Beth’s anxiety quickly vacuum sucked her into the corner of the room behind the door, and Tali volunteered to go first. As it turned out, Tali was the one person in the family who did not need any shots because she had already had all of the necessary shots at her most recent appointment. Elated, she received a cup of apple juice as reward and sat down in the only other available chair in the room. Beth and Zac were already crying. They were not going to let this go down without a fight. Eric stepped up, got poked in the arm; I sat down next to find out that I needed 2 shots -- both TDap and Typhoid. Eesh! that TDap needle HURTS!
Two more to go. Eric pulls up Bluey on his phone in hopes to distract them, but we were too late and they were already over the edge, down the rabbit hole, and into the abyss of thinking “This is going to kill us right now!” We gave them the option of cooperating with Dad, or submitting to a pretzel hold from mom. It was a mess. Zac ended up getting pretzeled, picking a thigh location for his shot, and then gladly inhaled his apple juice on his way out the door.
The sweet lady tried to reason with Beth (like a newbie) telling her that if she wanted to go to South Africa, then she would have to get this shot or they wouldn’t let her in at the border. Tali had tried this reasoning with Beth earlier in the day and it had backfired just like it did now. “I DON’T WANT TO GO TO SOUTH AFRICA! LEAVE ME HERE WITH PAPA!” she screamed. After confirming that rational reasoning was not going to be the effective method of achieving the goal today, the nurse looked at me and told me that if we were not able to get her to cooperate soon we would have to come back later. The line of patients had not diminished behind us, but had only grown.
Returning was not an option in my mind. I took my shoes off to signal to Beth that I meant business, and in my softest, most serious and patient voice, gave Beth one more chance to cooperate. I counted. She screamed. I held her head in my hands and prayed for her courage as I kissed the top of her head. I then used my newly developed careful Jiu Jitsu strength to calmly and gently fold her body into my lap. We exposed her arm, and she relaxed and melted into me. She was brave, even though I had to force her to this point. We were all relieved. We were done. We jogged through the rain back to the car and drove home.

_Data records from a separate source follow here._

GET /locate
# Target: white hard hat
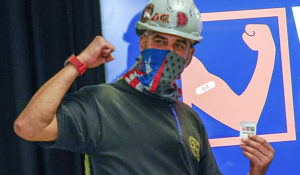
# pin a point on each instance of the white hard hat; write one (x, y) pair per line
(176, 17)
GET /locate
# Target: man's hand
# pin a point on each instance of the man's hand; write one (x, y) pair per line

I notice the hearts of my children and their reflections of mine in each of their reactions. Enthusiasm to get it over with and choosing to go first, dread and horror of knowing the pain will indeed happen, not trusting that it’s for the future good of our little bodies, and last but not least, my favorite reaction was the honesty of Beth’s. Kicking, screaming, letting it be known exactly what she doesn’t want, but when completely enveloped in the strength and power of her parent, she surrenders. She let go. She relaxed and submitted. I want to do less of the kicking and screaming and more going straight to the strength and overwhelming will of The Father, but alas sometimes I’m more like Beth. I am grateful that He does not let me leave the room until He has accomplished his plan. I feel a mix of all of these reactions and feelings as we leave. As we say goodbye to friends and family my heart wrestles with what we have been called to do. It may hurt, but when I’m in His arms, trusting in His strength, I can relax knowing that He is working all things for my good because I love Him and have been called according to His purpose.
Because Mary Poppins tells us that “a spoonful of sugar helps the medicine go down” we were sure to load up on discounted pints of ice cream from Grocery Outlet and reward ourselves after dinner with ice cream cones.
If you see us this weekend- hug gently- our shoulders are tender.
My Favorite Song of the Week: There May Be Tears by The Scott Cunningham Band



Love these details and the parallels.